The first-year business management student arrived in Toronto a year and a half ago from Kazakhstan and hasn’t looked back since. Bublik learned about Ryerson from a friend back home and after moving to Toronto, he liked what he discovered about the university even more. Bublik is one of few students who wasn’t nervous about starting a new university life abroad. He anticipated it would be hard to meet people and there would be a transitional phase adjusting to life here in Toronto but Bublik took it in stride.
“I found my first year to be exciting,” Bublik said. “I volunteered with International Student Services to meet people and asked them for support and help whenever I needed it.”
International Student Services (ISS) is a one-stop shop for students arriving in Canada for the first time. A team of advisors, facilitators and administrators led by co-ordinator Diana Ning assist the 1,400 international students studying at Ryerson. ISS will take on any issue big or small to help international students adjust to their new life in Canada. From health coverage to work permits to financial assistance, ISS handles a wide range of matters.
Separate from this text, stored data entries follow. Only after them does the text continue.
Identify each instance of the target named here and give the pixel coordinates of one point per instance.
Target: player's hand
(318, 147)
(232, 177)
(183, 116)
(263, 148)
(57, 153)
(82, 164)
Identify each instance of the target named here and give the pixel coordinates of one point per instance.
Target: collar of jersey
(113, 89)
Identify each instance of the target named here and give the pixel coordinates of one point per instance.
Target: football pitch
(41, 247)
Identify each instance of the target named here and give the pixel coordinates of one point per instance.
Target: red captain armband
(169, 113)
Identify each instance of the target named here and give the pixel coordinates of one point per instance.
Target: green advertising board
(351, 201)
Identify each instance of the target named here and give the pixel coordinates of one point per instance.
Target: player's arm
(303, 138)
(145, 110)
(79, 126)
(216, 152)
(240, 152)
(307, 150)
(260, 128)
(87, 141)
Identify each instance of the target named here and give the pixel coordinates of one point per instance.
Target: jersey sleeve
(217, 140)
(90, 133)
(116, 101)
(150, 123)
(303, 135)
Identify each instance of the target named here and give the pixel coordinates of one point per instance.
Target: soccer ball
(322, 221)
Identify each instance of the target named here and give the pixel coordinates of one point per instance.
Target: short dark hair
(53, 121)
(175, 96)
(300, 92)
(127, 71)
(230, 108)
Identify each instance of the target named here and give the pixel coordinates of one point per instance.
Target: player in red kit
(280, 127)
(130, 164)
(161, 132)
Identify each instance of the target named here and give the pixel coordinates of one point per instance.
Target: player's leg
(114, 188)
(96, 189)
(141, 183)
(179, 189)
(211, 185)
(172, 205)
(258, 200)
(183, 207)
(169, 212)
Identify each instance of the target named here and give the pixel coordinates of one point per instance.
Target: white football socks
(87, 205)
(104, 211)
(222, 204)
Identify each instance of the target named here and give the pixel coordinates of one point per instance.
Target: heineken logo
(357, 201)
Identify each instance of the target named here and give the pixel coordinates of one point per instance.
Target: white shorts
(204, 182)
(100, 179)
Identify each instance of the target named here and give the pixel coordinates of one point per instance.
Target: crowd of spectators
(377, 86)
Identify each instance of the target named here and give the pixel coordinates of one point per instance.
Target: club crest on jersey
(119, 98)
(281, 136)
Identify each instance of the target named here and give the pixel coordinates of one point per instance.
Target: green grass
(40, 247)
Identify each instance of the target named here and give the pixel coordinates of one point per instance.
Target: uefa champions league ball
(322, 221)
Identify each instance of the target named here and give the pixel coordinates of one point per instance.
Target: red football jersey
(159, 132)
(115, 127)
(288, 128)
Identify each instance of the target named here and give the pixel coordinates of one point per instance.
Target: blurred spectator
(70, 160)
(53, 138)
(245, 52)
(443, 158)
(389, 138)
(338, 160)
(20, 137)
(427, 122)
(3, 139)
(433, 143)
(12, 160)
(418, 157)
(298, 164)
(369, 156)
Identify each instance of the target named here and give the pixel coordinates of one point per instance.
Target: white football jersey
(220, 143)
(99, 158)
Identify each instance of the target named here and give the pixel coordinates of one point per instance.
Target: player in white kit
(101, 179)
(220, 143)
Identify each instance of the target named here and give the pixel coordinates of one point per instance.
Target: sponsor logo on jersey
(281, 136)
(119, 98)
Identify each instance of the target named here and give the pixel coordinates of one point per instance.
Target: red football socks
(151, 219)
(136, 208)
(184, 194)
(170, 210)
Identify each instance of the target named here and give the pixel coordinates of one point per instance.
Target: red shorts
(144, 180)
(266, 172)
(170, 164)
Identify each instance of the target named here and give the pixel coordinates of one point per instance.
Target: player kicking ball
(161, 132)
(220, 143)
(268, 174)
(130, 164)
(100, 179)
“Based on my observation of international students at Ryerson, I find most of them are extremely talented, hardworking and have a strong desire to do more and better at this university,” Ning said. “ISS doesn’t work alone to support the population of 1,400. It is everyone, faculty, staff, senior administration and the off-campus community who work together to support them.”
One reason Bublik wasn’t nervous about living in a new country is because he’s travelled extensively as a boxer. He’s been training since he was 10 years old and participating in competitions since he was 12. He won a provincial championship in Kazakhstan, came in second at the championships in Asia and placed fifth in the world. The discipline he’s learned as a boxer appears to have translated into his studies as Bublik is taking four courses this summer and plans to graduate early.
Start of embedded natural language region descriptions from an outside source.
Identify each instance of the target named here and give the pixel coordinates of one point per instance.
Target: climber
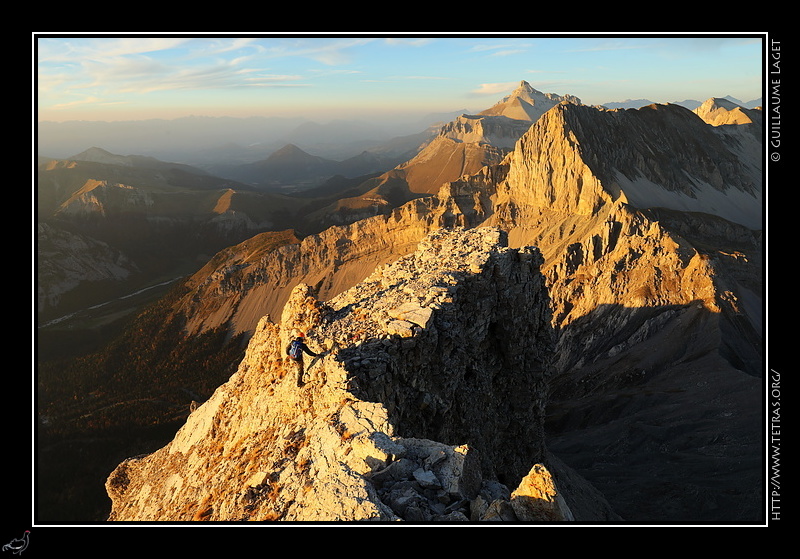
(295, 350)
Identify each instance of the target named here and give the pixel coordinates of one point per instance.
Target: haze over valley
(175, 258)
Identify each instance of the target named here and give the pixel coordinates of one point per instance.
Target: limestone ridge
(430, 394)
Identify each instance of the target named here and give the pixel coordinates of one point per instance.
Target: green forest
(129, 397)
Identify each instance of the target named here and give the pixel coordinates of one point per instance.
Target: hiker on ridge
(295, 350)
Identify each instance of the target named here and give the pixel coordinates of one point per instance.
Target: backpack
(296, 349)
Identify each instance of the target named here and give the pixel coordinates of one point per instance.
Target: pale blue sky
(160, 76)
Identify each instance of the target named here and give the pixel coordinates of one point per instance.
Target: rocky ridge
(426, 385)
(646, 299)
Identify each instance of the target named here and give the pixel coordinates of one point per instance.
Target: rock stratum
(427, 400)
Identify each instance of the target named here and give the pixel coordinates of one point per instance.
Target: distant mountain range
(690, 104)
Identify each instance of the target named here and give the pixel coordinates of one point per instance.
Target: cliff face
(653, 308)
(426, 403)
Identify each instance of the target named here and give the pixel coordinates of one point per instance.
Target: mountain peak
(527, 103)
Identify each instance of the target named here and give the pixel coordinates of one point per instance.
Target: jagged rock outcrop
(421, 425)
(647, 298)
(67, 260)
(461, 148)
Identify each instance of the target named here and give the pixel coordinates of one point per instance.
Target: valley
(652, 254)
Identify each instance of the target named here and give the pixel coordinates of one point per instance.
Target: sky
(142, 76)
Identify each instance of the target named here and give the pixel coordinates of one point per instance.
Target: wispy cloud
(494, 88)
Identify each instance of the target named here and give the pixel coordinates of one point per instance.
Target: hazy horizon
(162, 76)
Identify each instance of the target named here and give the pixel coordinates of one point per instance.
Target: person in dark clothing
(297, 347)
Coming from what he calls a “conservative” country, Bublik was shocked by the freedom of choice people exercised here.
“I wasn’t used to seeing so many different looks and appearances,” he said. “Toronto is very diverse and living here has changed my perspective.”
Bublik admits there have been some amusing moments when greeting people in Toronto. He says he didn’t understand when people said, “What’s up?” and always looked to the sky. Similarly, Afshin Rahimi, a master’s student in aerospace engineering from Iran, has encountered so many different variations of greeting people, he’s still learning how to adapt.
“One social situation such as shaking hands can have many different aspects,” Rahimi said. “Back home we greet everyone the same but here, you can hug one person, shake hands with another or give a dap (another form of handshake).”
Despite the cultural clashes, Bublik has found enjoyment in his new life abroad.
“I like Ryerson’s diversity and have met people from different backgrounds,” he said. “Fellow students are friendly, I fell in love with my program and life is changing every moment.”